The Wisconsin Soils Report is always good reading. I especially enjoyed "Soils Under the Microscope" by Doug Soldat. The article is about soil microbial communities. I found this section on the amount of bacteria in the soil, compared to the amount of bacteria added in compost tea or a microbial additive, particularly interesting:
Microbial products are designed to change the community of organisms in the soil by adding “beneficial” organisms. This sounds great. However, let’s take a minute to address the amount of product added in comparison to the native communities. We’ll start with a compost tea that might have 40,000,000,000 colony forming bacterial units per gallon. That sounds like a lot!

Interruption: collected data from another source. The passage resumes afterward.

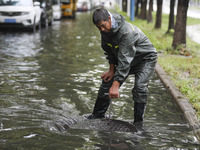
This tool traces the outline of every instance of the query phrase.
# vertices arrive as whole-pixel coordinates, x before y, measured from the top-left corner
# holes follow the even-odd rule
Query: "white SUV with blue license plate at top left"
[[[0,27],[41,27],[40,2],[33,0],[0,0]]]

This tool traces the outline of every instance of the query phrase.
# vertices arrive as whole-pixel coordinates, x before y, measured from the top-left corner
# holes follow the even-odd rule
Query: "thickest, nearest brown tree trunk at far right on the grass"
[[[178,45],[186,45],[186,23],[189,0],[178,0],[175,32],[173,37],[173,48]]]

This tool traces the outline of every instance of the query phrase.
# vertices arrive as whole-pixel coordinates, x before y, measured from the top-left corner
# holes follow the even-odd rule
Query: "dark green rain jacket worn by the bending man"
[[[110,33],[101,32],[101,46],[110,64],[116,65],[114,80],[121,84],[144,60],[155,61],[157,52],[146,35],[124,17],[112,14],[118,23]],[[131,71],[132,70],[132,71]]]

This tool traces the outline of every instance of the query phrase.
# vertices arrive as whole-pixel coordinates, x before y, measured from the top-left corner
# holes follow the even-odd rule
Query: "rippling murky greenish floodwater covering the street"
[[[108,68],[90,13],[36,33],[1,31],[0,68],[1,150],[200,148],[156,75],[149,83],[145,121],[137,132],[104,130],[105,122],[83,119],[92,112],[100,74]],[[133,122],[133,81],[130,76],[121,97],[113,100],[112,119]]]

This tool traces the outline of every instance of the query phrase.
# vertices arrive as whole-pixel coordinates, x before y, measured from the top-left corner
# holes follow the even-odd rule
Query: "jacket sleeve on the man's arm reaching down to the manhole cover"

You might apply this compost tea solution at a rate of 1 gallon per thousand square feet. Even though you are adding 40 billion or so bacteria, you’re adding them to a soil that likely has about one quadrillion (1015) bacteria per thousand square feet. That is one bacterial cell from compost tea for every 250 million native cells. Not very good odds for changing the microbial make-up. Here is another example of a bacterial additive that we’ve tested at the O.J. Noer (which had no visual effects). The label says to apply 0.8 oz/1000 sq. ft. The product contains about 80,000,000 bacteria per oz. This means we are adding 64 million bacteria per thousand sq. ft. which is about one applied bacterial cell per 156 million native cells. These products might have pronounced effects if we apply them at levels where the added amounts can begin to compete with the native levels. But this is not going to happen at labeled rates.